Students' charter facing final senate hurdle
University students are hoping that a proposed charter laying down their rights and responsibilities will finally be adopted by the university after a tortuous journey during which the senate has put it at the bottom of its agenda for a year and a half...
University students are hoping that a proposed charter laying down their rights and responsibilities will finally be adopted by the university after a tortuous journey during which the senate has put it at the bottom of its agenda for a year and a half or referred it back for further consultation with university officials.
The latest draft of the charter will now be discussed by the senate, the university's highest decision-making body, at a meeting to be held in a few days' time. The University Students Council (KSU), which has worked long and hard to get to this point, is keen for it to gain approval.

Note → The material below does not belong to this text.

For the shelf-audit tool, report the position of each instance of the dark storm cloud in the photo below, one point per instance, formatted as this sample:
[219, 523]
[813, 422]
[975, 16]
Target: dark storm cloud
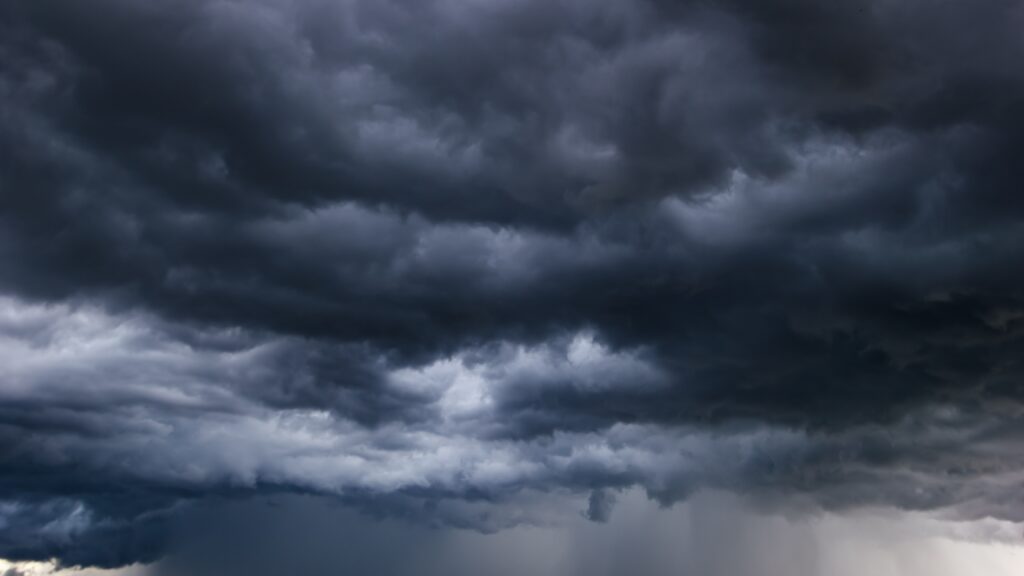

"We are ready to make quite a bit of fuss if it does not," said the KSU's education commissioner Anthony Camilleri, who has helped to draft the last version. "We are not willing to let it go back to the negotiating table. The rector has promised us that it will be implemented and we will feel betrayed if it is not. I do not know of a foreign university which does not have a students' charter," he added.
If approved, the charter will not be legally binding on the university, but "in the spirit of goodwill we would expect them to keep their end of the bargain," said Mr Camilleri.
The charter outlines the relationship between the students and the university by setting down what is expected of both of them and of the KSU (see box).
According to Jean-Paul De Lucca, a former KSU member who has had a big hand in the drafting, the council started working on it in 2000 and approved a first version, detailing students' rights, in March 2001.
After feedback from university officials and several deans, the draft was revised to include students' responsibilities. In October 2001 it was presented to the rector under the proposal that it be forwarded to the senate for approval.
However, it was agreed that in order to make the exercise a more participative one, the document would first be sent to all faculty boards for feedback before a decision at senate level was taken, Mr De Lucca recalled. Not all faculties responded.
Taking up the story, Justin Fenech, current KSU president, said that following further "discussion and postponements", the senate placed the charter as the last item for discussion on the agenda for their February 2002 meeting. The expected discussion did not take place. The same happened the following July.
In its September meeting, the senate decided that an ad hoc committee, made up of three academics and two students, should be set up to further analyse the document, and the committee functioned in an open and friendly manner.
It presented its report for senate consideration at its February 2003 meeting, but, much to the KSU's frustration, the charter was again placed at the bottom of the agenda and discussion on it postponed.
At the senate's April meeting it was decided that the charter (again the last item up for discussion) should be discussed by the rector, the registrar, the dean of the Faculty of Laws and a student representative to make sure that it would not be in conflict with university regulations and "because the university was not sure whether it could guarantee rights which are not up to it to guarantee", said Mr Fenech.
Towards the end of the last academic year it was decided that the charter should be redrafted to make it more user-friendly.
After further meetings with the university administration, the final version now awaits the senate's seal of approval at its September 23 meeting.
"It would be a historic date for our university," said Mr Fenech. "It's been a lengthy process but we're happy that now, through dialogue, we have come close to reaching an agreement."